De esta forma, Graciela Montes comienza su libro  “El golpe y los chicos”, publicado por  Gramón – Colihue en 1996.

(Ver la reseña de la escritora y especialista en LIJ Sandra Comino en Imaginaria)

En 2006 el diario Página/12 publicó el fascículo El golpe, preparado por Graciela Montes e ilustrado por Rep.  En una entrevista realizada por Karina Micheletto, la autora señala:

Respeto las posiciones, pero creo que los chicos están sometidos a la historia y a la crueldad de la historia. De lo que tendríamos que protegerlos es de que no vivan estas cosas, no de que no sepan. El conocimiento siempre es bueno, nos hace más libres y más fuertes. El no saber nunca nos protege, más bien nos condena.

Fascículo ilustrado por Rep

Durante la última dictadura militar argentina se apuntó contra la LIJ, censurándose libros y autores, a la vez que los libros de editoriales como EUDEBA o el Centro Editor de América Latina eran quemados.

Entre los libros censurados se encontraban:

La torre de cubos, de Laura Devetach, aduciéndose que el libro critica la organización del trabajo, la propiedad privada y el principio de autoridad. (ob. cit. Imaginaria) (Ver también: Una torre de cubos para armar en libertad)

La planta de Bartolo, un cuento que forma parte de este libro puede leerse también en Imaginaria.

Un elefante ocupa mucho espacio, de Elsa Bornemann. Entre las causas de la censura, la dictadura alegó que ” de su análisis surge una posición que agravia a la moral, a la Iglesia, a la familia, al ser humano y a la sociedad que éste compone”. (ob. cit. Imaginaria)

La ultrabomba, de Mario Lodi. Trata la historia de un piloto que se niega a tirar una bomba.

El piloto volaba y decía: —  “Sólo veo chicos y gente que trabaja… el enemigo no lo veo… el enemigo no está”.

El rey y el general gritaron: —  “¡Son ellos el enemigo! Desengancha y destruílos”. Pero el pueblo y los soldados gritaron todos juntos: ¡NO!

Gritaron tan fuerte que el piloto los escuchó.
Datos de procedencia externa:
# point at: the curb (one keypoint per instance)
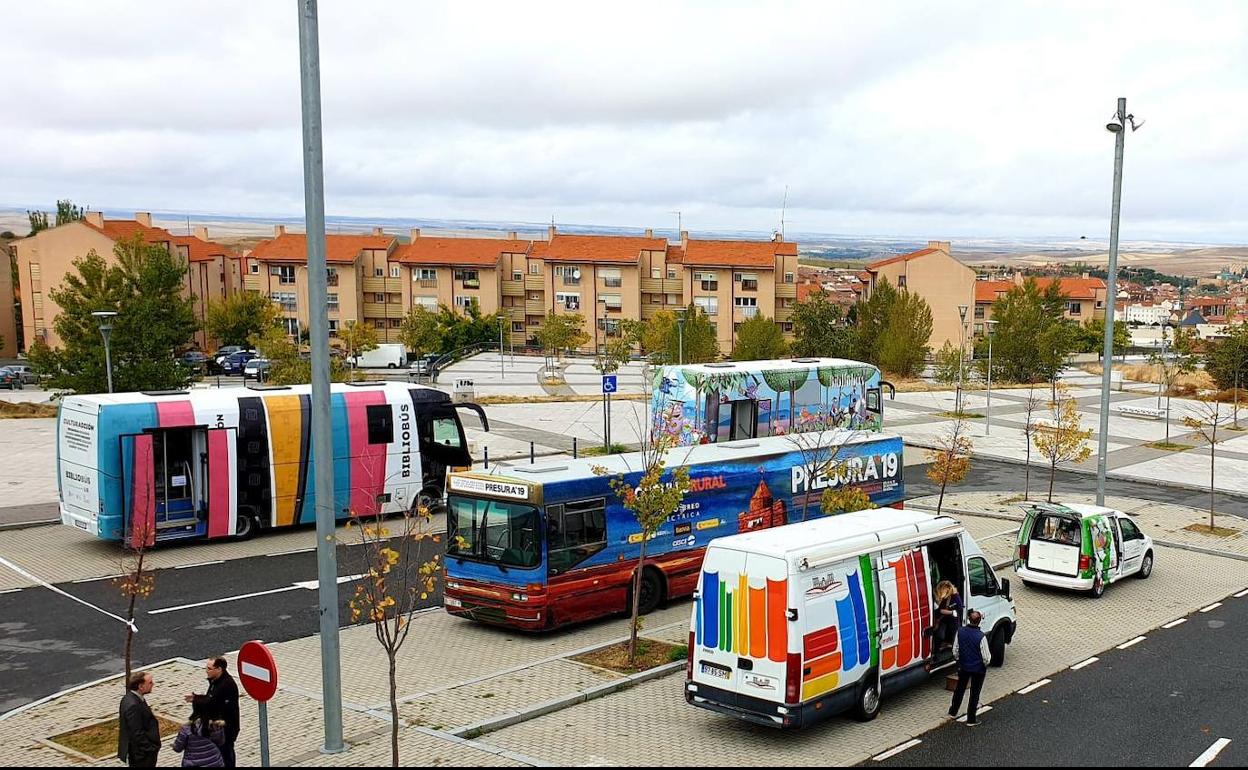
(558, 704)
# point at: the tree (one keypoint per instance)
(1206, 419)
(819, 330)
(949, 361)
(421, 332)
(236, 318)
(950, 459)
(655, 497)
(904, 347)
(560, 332)
(399, 573)
(759, 338)
(1061, 441)
(154, 322)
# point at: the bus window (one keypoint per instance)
(493, 532)
(575, 532)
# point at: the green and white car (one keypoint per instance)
(1080, 547)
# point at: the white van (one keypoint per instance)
(392, 356)
(1081, 547)
(794, 624)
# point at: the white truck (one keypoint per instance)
(387, 356)
(794, 624)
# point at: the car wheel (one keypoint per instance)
(867, 705)
(997, 647)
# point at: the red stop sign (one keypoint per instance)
(257, 670)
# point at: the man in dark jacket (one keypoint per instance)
(137, 729)
(221, 701)
(971, 649)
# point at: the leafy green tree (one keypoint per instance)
(154, 322)
(819, 330)
(904, 346)
(759, 338)
(421, 332)
(234, 320)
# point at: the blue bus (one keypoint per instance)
(543, 545)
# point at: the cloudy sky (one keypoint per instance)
(931, 120)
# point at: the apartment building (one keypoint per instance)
(214, 271)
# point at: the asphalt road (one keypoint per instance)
(1160, 703)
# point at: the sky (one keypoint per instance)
(929, 120)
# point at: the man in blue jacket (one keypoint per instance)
(971, 649)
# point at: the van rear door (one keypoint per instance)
(741, 625)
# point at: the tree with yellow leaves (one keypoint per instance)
(399, 564)
(950, 459)
(1061, 441)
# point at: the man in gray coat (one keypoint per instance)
(139, 731)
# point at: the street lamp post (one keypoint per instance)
(987, 417)
(105, 318)
(961, 356)
(1118, 127)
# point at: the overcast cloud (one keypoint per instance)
(935, 120)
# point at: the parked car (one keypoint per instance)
(10, 378)
(256, 368)
(235, 363)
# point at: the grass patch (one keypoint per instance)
(26, 411)
(100, 740)
(1168, 446)
(649, 654)
(1218, 532)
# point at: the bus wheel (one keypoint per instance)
(652, 592)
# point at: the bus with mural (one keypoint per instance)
(147, 468)
(738, 399)
(543, 545)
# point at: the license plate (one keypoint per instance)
(718, 672)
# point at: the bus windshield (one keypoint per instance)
(493, 532)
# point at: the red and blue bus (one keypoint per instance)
(543, 545)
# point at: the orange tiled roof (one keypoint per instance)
(600, 248)
(458, 251)
(914, 255)
(340, 248)
(738, 253)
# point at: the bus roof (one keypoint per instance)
(615, 464)
(105, 399)
(848, 533)
(770, 366)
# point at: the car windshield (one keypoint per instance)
(493, 532)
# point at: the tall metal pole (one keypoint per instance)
(1102, 459)
(322, 428)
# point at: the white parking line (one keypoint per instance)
(1211, 753)
(896, 750)
(1033, 687)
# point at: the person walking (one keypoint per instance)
(200, 741)
(137, 729)
(220, 703)
(971, 649)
Entonces regresó, voló sobre el castillo y le dijo al rey: —  “¡La bomba te la tiro a vos!”

De: La ultrabomba

El pueblo que no quería ser gris“, “La línea” y “Una pluma con historia, de Beatriz Doumerc y Ayax Barnes

La línea muestra todo lo que un hombre puede hacer con una línea, la puede abandonar o seguirla y marchar sobre ella mancomunadamente junto a otras personas haciendo una historia en común y para todos. (Ver: La línea, de Beatriz Doumerc y Ayax Barnes)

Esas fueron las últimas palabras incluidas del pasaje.